Lazy is the beginning of something truly revolutionary.

I don’t see Lazy as a note taker or a brain mapper ergo comparing Lazy to Obsidian, Mem, Notion etc might be akin to comparing apples to oranges or comparing the physical Moleskin notepad to a note taking app on the iPad.

Lazy has taken the e-mail, a well known infrastructure powering web based communication that actually works, and repurposed it to serve as a way for us to communicate with ourselves. Notes on Lazy are like e-mails you can browse through, sort, organise and discover serendipitous connections with the added ability to interact with ChatGPT in app. Lazy is capturing the inner conversations you have with yourself and giving it an interactive visual interface.
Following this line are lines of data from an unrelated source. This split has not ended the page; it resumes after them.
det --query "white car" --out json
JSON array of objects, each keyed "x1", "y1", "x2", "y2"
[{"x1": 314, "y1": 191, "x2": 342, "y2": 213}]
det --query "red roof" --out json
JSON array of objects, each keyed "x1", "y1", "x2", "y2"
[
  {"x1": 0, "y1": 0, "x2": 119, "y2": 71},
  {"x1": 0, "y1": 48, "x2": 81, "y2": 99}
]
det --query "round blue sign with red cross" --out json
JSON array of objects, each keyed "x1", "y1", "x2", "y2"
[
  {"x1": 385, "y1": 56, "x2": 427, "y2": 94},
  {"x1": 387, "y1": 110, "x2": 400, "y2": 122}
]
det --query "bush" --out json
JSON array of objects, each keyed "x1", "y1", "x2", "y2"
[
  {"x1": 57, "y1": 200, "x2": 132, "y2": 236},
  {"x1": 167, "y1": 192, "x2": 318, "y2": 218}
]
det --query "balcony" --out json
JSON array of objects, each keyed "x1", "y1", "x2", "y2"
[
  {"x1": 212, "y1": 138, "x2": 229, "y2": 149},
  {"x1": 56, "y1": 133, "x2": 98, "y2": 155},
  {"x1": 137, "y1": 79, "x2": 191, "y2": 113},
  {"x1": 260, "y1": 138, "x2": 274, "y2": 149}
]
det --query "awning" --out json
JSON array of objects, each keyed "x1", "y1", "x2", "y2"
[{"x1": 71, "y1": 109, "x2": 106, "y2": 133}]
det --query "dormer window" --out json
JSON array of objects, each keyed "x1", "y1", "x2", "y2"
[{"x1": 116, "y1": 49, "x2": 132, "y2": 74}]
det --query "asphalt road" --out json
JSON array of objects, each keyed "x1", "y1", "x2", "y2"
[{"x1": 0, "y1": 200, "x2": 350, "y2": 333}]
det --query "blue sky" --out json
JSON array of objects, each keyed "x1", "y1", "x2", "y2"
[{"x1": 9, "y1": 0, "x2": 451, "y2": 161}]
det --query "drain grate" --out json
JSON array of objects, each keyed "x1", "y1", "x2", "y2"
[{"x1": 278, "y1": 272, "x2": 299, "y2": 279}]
This is a very simple step forward in redesigning note taking yet it comes with powerful opportunities once we begin to layer on advanced AI capabilities over time. Imagine an AI that learns your habitual preferences for saved articles, podcasts, what you write and how you organise your thoughts over time and begins to make suggestions, autocomplete certain thoughts for you and auto-discover contents on the internet for you. Lazy has the potential to evolve into a real digital personal assistant that helps with unlocking the potential in your creative ideas and this is what I find truly revolutionary about Lazy. It’s starting out as a simple note taking tool but with the potential to grow into an infrastructure that other platforms can plug into, just imagine this:

I’m writing an idea for an article which needs a custom illustration, I can pull up the Lazy command and interact with Dall-E to generate an image for this. I can review my work with ChatGPT and check for tonality, writing style and errors. Once I’m satisfied with my article, I can pull up the Lazy command and select where to publish my work — Medium, Substack, Wordpress etc

An image showing the Lazy interface and the options it gives you just by pressing Command L on a Mac

Lazy sits on my desktop hence it is more familiar and easily reachable to me than going to the browser and typing in SubStack etc for writing an article.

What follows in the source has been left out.